Nel nostro Paese già prima della pandemia si è iniziato a parlare di “settimana corta”. A fine dicembre 2019 la società di consulenza e headhunting Carter & Benson ha lanciato un progetto sperimentale che prevede la riduzione dell’orario lavorativo. Dal gennaio 2020 tutti i dipendenti godono di una maggiore flessibilità e autonomia nella gestione del proprio tempo.
Leggi qui l’intervista all’amministratore delegato di Carter & Benson WIlliam Griffini
A gennaio 2023 la banca Intesa Sanpaolo ha proposto ai suoi dipendenti di lavorare nove ore al giorno – invece delle consuete otto – per quattro giorni alla settimana. Il monte ore settimanale passerebbe da 37,5 a 36 ore senza variazioni di stipendio. I lavoratori possono scegliere liberamente di aderire o meno a questa proposta.
Anche l’azienda lombarda specializzata in riciclo della plastica Tria Spa ha siglato un accordo aziendale che prevede la sperimentazione da gennaio a luglio 2023 della riduzione dell’orario di lavoro da 40 a 36 ore settimanali. In questo modo il venerdì diventa giornata “breve” e tutti i dipendenti possono uscire alle 12. L’obiettivo finale è quello di ridurre la settimana a quattro giorni, con la cancellazione del venerdì lavorativo, portando a nove le ore giornaliere.
Il 21 febbraio 2023 il segretario generale dei metalmeccanici della Fim Cisl, Roberto Benaglia, ha avanzato una proposta per rendere il lavoro «maggiormente sostenibile e flessibile verso i bisogni delle persone». Per questo la Fim Cisl vorrebbe coinvolgere alcune imprese del comparto dei metalmeccanici e avviare percorsi sperimentali, lavorando per gradi. L’idea sarebbe di iniziare da pochi stabilimenti per capire la portata dell’intervento e adottare interventi mirati.

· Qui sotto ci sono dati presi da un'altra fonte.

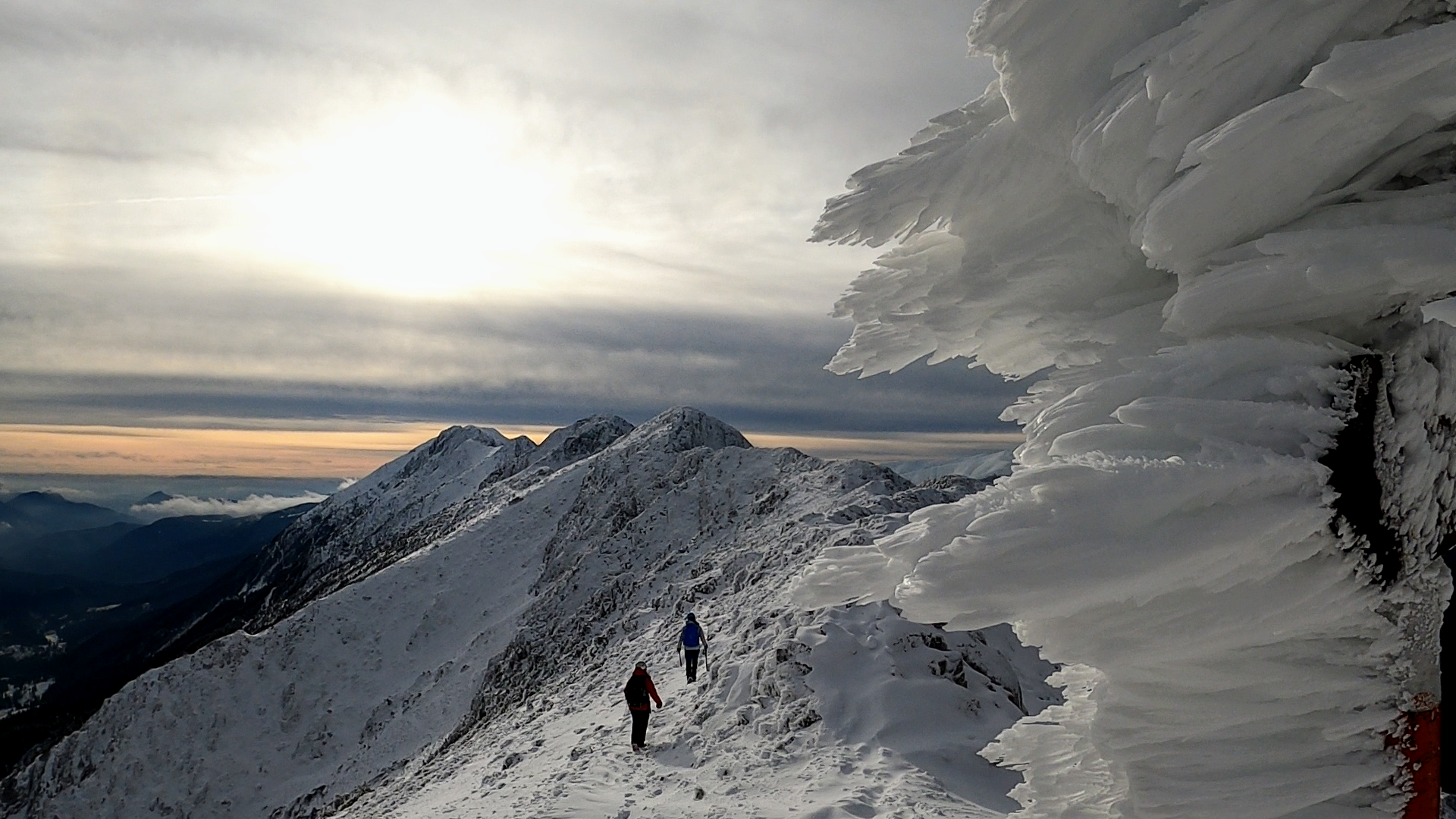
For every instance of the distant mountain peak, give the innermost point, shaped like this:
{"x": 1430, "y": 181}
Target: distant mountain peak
{"x": 155, "y": 499}
{"x": 680, "y": 428}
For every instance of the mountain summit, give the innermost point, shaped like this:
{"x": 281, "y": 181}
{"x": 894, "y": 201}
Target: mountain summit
{"x": 452, "y": 635}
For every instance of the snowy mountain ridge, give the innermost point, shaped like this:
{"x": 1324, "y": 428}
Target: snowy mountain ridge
{"x": 459, "y": 670}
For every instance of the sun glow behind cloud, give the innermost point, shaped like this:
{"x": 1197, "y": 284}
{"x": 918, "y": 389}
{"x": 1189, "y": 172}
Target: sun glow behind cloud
{"x": 421, "y": 199}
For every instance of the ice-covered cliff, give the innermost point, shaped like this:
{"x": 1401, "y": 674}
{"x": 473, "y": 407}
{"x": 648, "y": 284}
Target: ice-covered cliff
{"x": 1216, "y": 222}
{"x": 481, "y": 670}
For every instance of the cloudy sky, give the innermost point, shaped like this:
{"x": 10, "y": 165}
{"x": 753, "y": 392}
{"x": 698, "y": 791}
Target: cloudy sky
{"x": 274, "y": 238}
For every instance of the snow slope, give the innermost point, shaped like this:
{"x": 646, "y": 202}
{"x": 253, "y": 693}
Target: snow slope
{"x": 422, "y": 689}
{"x": 1218, "y": 223}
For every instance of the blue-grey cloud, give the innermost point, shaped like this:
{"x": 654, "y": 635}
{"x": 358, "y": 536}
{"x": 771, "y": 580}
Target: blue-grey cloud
{"x": 718, "y": 130}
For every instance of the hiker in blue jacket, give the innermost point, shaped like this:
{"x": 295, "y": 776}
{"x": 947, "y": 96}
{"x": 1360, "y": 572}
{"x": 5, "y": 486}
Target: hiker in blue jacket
{"x": 692, "y": 642}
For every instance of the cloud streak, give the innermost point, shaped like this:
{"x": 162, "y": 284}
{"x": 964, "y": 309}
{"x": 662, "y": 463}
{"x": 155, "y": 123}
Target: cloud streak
{"x": 693, "y": 146}
{"x": 253, "y": 504}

A livello governativo non è stata adottata nessuna iniziativa in questo senso. Negli ultimi anni non sono mancate proposte di legge dalle varie compagini politiche, che però non sono mai andate in porto. Ma il giuslavorista Giampiero Falasca avverte: «Ogni soluzione non è buona o cattiva in sé, ma lo è secondo caratteristiche e bisogni dell’azienda». Quindi «una legge non serve».